One disadvantage of chaining is that you could get really unlucky and map all of the keys that you have into the same address, which would reduce your entire hash table to just a single list. However, the probability of that happening is satisfactorily small. A good hash function randomizes things enough that this almost never happens, so in practice, the length of the list at each address is constant.

Simple Uniform Hashing

Simple uniform hashing is an assumption we make about our hashing function to analyze the complexity of the operations we can perform on our hash table. Simple uniform hashing states that any key has an equal chance of being hashed to any address in the table and the hash of any key is independent of the hash of the other keys.

This assumption is not completely true, in particular the second part about the hash function being independent, but the analysis that we can do using this assumption is correct.

If there are n items in the table, and there are m slots in the table, then the average length of the linked list at each address is n/m. If m = $\Theta$(n), then n/m = $\Theta$(1). This number is called $\alpha$, the load factor of the table. As long as $\alpha$ is $\Theta$(1), hashing with chaining is a good idea, since the complexity of insert and delete would still be O(1), but the complexity of search is O(1 + $\alpha$), which is constant if $\alpha$ is $\Theta$(1).

Hash Functions

A hash function does not convert any arbitrary object into an integer. That is the pre-hash function.
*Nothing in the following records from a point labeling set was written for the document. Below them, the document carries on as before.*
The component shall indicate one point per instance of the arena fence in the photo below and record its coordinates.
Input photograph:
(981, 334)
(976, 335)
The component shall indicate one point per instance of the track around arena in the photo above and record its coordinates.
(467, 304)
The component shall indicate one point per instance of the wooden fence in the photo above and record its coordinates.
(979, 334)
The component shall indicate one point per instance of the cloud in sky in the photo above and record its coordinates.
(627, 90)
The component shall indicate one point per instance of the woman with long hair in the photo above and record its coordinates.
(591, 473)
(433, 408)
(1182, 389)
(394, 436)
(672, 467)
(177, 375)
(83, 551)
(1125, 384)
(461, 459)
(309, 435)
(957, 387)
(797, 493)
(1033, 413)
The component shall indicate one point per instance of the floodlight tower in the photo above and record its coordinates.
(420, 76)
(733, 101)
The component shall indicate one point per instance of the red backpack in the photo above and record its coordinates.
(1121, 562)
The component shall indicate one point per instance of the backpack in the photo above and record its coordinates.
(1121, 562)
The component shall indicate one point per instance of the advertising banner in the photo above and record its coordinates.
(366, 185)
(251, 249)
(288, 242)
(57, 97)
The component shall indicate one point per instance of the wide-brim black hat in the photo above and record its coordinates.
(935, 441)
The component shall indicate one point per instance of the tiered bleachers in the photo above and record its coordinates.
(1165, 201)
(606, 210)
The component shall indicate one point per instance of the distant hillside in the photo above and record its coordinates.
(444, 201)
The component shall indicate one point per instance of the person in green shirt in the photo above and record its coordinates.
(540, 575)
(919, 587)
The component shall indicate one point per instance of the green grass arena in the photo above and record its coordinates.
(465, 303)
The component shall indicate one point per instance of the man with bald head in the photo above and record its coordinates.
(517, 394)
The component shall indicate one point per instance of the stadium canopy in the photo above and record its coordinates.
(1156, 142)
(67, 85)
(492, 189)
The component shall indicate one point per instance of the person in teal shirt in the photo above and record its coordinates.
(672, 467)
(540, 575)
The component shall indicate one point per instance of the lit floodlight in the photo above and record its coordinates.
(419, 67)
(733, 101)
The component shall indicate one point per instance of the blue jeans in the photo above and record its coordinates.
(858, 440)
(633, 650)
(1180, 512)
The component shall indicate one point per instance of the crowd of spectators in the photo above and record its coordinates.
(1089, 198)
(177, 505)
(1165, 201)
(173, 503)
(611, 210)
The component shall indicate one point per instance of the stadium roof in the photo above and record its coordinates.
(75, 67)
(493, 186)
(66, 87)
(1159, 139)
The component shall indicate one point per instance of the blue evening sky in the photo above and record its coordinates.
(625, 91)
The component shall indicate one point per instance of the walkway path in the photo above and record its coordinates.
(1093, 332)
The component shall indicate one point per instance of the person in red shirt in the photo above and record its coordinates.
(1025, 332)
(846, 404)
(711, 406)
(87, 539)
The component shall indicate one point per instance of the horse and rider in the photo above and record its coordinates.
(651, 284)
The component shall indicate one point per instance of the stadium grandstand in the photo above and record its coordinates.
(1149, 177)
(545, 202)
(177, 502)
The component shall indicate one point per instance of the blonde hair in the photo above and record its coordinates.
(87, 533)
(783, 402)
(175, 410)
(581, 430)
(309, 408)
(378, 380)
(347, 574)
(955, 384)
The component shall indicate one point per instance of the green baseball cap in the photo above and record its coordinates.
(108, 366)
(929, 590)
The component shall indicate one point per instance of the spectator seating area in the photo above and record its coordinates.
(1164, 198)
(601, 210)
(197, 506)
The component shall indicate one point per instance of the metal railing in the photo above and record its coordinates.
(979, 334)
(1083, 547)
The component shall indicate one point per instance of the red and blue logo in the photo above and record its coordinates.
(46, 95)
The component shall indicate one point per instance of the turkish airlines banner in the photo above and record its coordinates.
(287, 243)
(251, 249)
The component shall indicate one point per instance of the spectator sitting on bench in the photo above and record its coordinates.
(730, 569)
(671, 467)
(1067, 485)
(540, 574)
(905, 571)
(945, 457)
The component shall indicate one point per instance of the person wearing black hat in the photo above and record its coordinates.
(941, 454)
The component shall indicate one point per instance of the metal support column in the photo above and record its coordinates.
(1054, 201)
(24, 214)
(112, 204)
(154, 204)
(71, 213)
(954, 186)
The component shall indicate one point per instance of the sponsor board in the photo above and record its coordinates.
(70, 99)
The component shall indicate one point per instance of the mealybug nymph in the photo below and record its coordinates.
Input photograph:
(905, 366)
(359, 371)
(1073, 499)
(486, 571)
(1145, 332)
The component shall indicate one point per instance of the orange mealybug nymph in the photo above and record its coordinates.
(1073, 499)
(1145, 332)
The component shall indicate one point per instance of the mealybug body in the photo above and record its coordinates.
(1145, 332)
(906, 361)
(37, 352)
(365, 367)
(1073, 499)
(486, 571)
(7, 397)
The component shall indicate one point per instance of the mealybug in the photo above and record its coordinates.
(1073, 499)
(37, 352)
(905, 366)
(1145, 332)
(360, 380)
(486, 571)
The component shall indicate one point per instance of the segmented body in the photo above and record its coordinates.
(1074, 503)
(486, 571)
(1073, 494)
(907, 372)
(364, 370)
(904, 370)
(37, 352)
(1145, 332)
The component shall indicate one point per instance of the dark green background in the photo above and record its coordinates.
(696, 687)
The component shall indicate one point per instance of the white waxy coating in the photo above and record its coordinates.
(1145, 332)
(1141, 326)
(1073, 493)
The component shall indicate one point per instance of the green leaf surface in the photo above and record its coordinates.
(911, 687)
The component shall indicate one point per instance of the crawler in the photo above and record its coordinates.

A hash function maps keys from the giant possible space of keys K to a small subset of keys m. It takes as input an integer which could be any integer from the set K and outputs another integer in set m. A few example of hash functions are -

  1. Division method - Just take the modulus(m) of the integer you are given.
def division_hash(x, m):
    return x % m

This gives you an integer between 0 and m. This method is not too good because the performance of this hash function depends on our choice of K and m. It performs well in practice when m is prime or at least not a power of 2 or 10, but this solution does not seem so robust.

  1. Multiplication method - The multiplication method feels a lot more like hashing.
def multiplication_hash(x, m):
    a = os.environ.get(a)
    w = os.environ.get(w)
    r = math.log2(m)
    return ((a*x) % 2**w) >> (w-r)

Here a is any random number that we choose for our hash function, and w is the word size for our machine. ‘r’ is log2m. The reason this works is as follows - a$\cdot$x first gives us a number that is 2 words long (since multiplying two words will give us a number that is two words long). This number is randomized because a is random. Taking the modulus to the base 2w gets rid of the upper half bits. Shifting the number to the right by (w-r) bits leaves us with r bits, which is a number between 0 and m-1.

  1. Universal hashing - Universal hashing is used in practice and is a good hash function.
def universal_hash(x, m):
    a = os.environ.get(a)
    b = os.environ.get(b)
    p = os.environ.get(p)
    return ((a*k + b) % p) % m

Here p is a big prime number, larger than the size of your universe of keys, and a and b are any random numbers between 0 and p. Using linearity of expectation and a similar technique which we used to prove that simple uniform hashing gave us a reasonable hash function, we can prove that universal hashing gives us a O(1) time hash table implementation.